- Arcade flyer
- Developer: Konami
- Publisher: Konami
- Platform: Arcade
- Release: JP: August 1988; WW: 1988;
- Genre: Action
- Modes: Single-player, multiplayer
- Arcade system: Konami GX400

= Kitten Kaboodle =

1988 video game

 is a 1988 action video game developed and published by Konami for arcades. It was released in Japan in August 1988 and outside Japan the same year. It was released for the Xbox 360 as part of Microsoft's Game Room service.

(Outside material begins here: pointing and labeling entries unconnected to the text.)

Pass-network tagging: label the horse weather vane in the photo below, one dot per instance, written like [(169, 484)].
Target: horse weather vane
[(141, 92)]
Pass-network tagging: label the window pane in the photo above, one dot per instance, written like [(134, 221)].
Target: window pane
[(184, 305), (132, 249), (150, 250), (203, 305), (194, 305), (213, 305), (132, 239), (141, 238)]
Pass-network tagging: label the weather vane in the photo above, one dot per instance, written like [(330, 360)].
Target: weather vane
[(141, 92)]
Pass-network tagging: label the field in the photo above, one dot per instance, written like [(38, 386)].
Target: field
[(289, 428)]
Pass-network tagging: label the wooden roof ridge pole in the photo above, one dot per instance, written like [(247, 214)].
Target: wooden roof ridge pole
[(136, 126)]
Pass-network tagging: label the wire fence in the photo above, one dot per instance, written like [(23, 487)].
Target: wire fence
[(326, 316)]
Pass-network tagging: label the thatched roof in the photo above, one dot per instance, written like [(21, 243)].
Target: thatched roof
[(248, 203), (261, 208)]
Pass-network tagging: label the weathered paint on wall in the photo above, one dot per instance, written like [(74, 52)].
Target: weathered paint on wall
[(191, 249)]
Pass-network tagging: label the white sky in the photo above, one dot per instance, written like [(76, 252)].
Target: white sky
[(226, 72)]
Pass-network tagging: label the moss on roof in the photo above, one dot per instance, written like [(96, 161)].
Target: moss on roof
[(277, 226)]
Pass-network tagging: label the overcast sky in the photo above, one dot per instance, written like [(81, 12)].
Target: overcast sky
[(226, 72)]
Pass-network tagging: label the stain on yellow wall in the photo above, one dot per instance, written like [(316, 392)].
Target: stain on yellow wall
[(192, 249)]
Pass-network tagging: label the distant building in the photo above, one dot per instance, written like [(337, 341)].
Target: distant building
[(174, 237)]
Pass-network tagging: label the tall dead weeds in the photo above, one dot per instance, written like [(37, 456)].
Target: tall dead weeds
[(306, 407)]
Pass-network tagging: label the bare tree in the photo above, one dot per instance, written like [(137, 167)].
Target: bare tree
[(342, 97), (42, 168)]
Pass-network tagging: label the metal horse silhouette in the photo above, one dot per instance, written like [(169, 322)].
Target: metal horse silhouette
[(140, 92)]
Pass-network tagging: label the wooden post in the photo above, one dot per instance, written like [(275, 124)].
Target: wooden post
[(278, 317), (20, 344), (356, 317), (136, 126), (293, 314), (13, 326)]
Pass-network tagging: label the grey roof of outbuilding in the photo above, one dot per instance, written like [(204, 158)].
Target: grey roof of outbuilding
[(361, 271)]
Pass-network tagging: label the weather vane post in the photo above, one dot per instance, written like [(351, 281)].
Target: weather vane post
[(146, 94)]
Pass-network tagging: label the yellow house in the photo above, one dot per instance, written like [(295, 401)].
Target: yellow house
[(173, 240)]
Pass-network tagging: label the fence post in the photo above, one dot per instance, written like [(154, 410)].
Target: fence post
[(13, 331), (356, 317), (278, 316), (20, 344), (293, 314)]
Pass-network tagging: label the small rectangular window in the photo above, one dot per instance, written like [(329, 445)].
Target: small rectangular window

Hamster Corporation released the game as part of their Arcade Archives series for the Nintendo Switch and PlayStation 4 in February 2025.
==Gameplay==
Kitten Kaboodle is a top-down action game where players control two kittens who aim to find hidden keys in levels occupied by enemies and obstacles. The player can jump over enemies and kick blocks in their direction to defeat them, which may occasionally yield a key, while collecting cash to purchase power-ups. Three blocks with symbols such as fire, dynamite, a crown and a stopwatch can be connected to activate effects such as burning enemies within a chosen radius, blowing up enemies, making the player character invincible and stopping time. Between levels, a shop, slot machine or Whac-A-Mole mini game will appear for players to spend coins and/or score extra points. A boss stage occurs every 5 levels, where both the boss and the player aim to defeat each other by throwing bombs.